Partager l’intime …

Coach,Liban,Curiosité,Intégrative,Liberté,Fluidité,IntimeJe suis coach depuis une douzaine d’années. Ca a commencé avec une demande, celle d’un PDG qui me proposais d’accompagner l’un de ses directeurs de production.

Je m’étais soustrait à cette demande du fait de ma compétence naissante de l’approche mais aussi, à l’époque, du fait du secteur, celui de l’armement…

J’ai grandi, dans ma première étape de vie, au Liban. Et pour fêter mes 5 ans, la guerre s’est déclenchée. Mes parents m’ont fait quitter définitivement ce joli pays à mes 10 ans et entre ces deux moments, j’ai eu tout loisir pour voir, entendre et ressentir ces armes qui engendrent destruction et mort.

Cette période a été aussi pour moi le terreau d’une vision du monde merveilleuse. La mort appelle la vie, l’écroulement appelle le relèvement …
En tout cas, il y a douze ans, je n’étais ni prêt à coacher ni à approcher ces lieux très fortement connotés pour moi et j’avais proposé à un coach « compétent » et intéressé de conduire la démarche.

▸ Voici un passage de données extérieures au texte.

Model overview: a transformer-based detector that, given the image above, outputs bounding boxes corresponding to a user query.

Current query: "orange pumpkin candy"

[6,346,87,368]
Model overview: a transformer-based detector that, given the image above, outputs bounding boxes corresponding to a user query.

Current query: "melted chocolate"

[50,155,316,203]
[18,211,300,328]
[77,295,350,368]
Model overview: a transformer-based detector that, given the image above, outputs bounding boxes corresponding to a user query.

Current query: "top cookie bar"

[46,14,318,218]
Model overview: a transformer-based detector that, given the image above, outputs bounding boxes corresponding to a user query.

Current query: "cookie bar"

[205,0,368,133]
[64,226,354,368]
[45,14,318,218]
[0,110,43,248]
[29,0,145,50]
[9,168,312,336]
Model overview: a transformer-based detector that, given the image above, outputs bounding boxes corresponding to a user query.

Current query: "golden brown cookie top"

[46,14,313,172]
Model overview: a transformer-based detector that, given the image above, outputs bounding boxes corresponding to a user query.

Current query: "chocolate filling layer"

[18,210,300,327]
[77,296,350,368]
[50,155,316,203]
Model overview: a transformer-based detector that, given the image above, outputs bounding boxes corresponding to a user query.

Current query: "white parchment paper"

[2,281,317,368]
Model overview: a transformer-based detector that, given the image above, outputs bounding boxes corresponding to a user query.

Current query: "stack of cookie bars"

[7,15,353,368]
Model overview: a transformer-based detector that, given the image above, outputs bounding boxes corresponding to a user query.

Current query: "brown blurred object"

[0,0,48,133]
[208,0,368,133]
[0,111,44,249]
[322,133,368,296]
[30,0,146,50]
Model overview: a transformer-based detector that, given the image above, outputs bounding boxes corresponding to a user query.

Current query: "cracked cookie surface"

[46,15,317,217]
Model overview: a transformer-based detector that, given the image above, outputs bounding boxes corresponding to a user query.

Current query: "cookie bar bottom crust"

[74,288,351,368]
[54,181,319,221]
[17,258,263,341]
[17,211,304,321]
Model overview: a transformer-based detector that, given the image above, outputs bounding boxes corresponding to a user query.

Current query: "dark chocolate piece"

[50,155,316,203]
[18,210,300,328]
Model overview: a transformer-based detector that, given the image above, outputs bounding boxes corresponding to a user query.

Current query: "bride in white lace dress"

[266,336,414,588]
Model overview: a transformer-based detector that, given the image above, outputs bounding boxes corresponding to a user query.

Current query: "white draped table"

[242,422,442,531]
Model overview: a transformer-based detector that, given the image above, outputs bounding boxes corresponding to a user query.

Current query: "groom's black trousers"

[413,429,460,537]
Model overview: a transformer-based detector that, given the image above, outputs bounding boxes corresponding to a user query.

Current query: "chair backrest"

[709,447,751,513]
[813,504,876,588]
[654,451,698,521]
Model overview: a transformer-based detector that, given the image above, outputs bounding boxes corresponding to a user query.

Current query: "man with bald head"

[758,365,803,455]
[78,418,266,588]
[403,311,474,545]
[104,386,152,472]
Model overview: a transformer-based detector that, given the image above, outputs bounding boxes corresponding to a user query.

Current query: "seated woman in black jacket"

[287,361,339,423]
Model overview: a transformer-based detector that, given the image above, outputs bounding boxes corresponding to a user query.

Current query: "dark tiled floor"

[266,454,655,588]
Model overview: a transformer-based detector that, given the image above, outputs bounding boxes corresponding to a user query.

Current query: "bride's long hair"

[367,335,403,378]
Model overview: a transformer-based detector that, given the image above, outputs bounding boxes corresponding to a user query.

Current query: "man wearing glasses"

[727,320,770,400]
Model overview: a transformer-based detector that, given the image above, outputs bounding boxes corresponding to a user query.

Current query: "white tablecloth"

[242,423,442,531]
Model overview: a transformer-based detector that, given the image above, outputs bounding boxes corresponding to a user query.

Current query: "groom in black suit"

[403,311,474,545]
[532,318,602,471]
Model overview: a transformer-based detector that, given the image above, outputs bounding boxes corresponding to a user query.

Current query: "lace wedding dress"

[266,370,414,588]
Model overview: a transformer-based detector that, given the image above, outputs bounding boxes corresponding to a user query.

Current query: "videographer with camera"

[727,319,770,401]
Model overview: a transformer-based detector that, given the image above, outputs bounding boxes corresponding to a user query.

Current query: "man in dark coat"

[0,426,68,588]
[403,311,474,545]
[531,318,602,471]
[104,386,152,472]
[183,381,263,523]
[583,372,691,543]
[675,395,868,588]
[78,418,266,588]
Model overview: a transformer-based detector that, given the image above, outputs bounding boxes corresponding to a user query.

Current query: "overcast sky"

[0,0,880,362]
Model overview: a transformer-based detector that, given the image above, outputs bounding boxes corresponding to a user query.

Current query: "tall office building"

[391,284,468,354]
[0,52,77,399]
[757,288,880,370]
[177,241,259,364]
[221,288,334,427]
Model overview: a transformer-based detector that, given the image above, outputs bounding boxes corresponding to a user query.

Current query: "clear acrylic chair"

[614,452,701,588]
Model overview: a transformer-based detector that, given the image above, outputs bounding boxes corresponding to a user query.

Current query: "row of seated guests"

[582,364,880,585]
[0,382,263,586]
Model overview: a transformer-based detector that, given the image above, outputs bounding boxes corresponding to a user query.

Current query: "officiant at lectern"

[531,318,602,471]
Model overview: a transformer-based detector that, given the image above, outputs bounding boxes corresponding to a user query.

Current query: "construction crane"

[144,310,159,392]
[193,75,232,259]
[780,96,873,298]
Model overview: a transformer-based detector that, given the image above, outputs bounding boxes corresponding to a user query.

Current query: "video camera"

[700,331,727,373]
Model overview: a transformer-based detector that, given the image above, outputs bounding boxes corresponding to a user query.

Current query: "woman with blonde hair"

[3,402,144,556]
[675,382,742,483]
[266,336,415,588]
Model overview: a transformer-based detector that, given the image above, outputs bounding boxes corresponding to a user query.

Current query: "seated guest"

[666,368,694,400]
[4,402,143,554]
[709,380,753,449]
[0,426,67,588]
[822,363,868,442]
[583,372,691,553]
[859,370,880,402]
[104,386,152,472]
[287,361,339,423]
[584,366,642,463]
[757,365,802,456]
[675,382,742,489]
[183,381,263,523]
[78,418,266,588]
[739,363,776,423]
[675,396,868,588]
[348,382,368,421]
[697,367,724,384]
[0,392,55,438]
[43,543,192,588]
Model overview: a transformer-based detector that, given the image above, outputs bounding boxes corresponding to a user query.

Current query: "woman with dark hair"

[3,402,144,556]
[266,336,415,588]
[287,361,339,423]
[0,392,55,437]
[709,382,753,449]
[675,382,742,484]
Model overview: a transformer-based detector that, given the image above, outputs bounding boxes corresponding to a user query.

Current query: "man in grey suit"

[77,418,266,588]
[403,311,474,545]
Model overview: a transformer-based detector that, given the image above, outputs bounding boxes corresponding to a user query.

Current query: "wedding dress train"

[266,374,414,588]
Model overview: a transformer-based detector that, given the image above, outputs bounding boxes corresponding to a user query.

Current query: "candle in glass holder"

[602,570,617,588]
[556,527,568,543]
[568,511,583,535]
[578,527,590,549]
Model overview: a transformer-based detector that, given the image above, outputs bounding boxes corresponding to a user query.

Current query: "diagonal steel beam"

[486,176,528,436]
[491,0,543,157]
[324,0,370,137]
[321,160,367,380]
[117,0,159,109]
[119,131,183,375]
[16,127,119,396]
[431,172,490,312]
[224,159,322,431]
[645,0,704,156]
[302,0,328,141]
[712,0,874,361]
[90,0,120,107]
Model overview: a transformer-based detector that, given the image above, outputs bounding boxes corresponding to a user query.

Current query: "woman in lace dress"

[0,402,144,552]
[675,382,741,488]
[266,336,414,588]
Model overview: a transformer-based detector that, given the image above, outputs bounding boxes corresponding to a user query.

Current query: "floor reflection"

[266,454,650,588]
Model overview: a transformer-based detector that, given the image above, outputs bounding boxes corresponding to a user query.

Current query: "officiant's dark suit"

Un incident de parcours a fait s’arrêter la démarche et le coaché m’a formulé une demande, celle que je l’accompagne, moi. Après l’étonnement, la peur de ne pas réussir, celle de ne pas vouloir réussir, j’ai décidé d’engager cette aventure.

Et je peux dire que finalement ce coaching ressemble à beaucoup d’autres que j’ai pu faire, hormis le fait qu’entre temps, j’ai travaillé sur mes représentations, mes croyances, ma vision du monde et qu’il m’est arrivé de ne pas accepter de coaching (et de m’y tenir) quand la question rentrait trop en résonnance avec une partie de moi que je n’avais pas encore assez assimilée.

Voilà, ce sont mes débuts dans le coaching. On peut dire que ca a commencé comme quelque chose que je n’avais pas choisi mais cette initiation au coaching a marqué ce qui a suivi.

J’ai pendant un temps coaché d’une façon épisodique et depuis ces quelques dernières années, mon activité s’est essentiellement orientée sur le coaching.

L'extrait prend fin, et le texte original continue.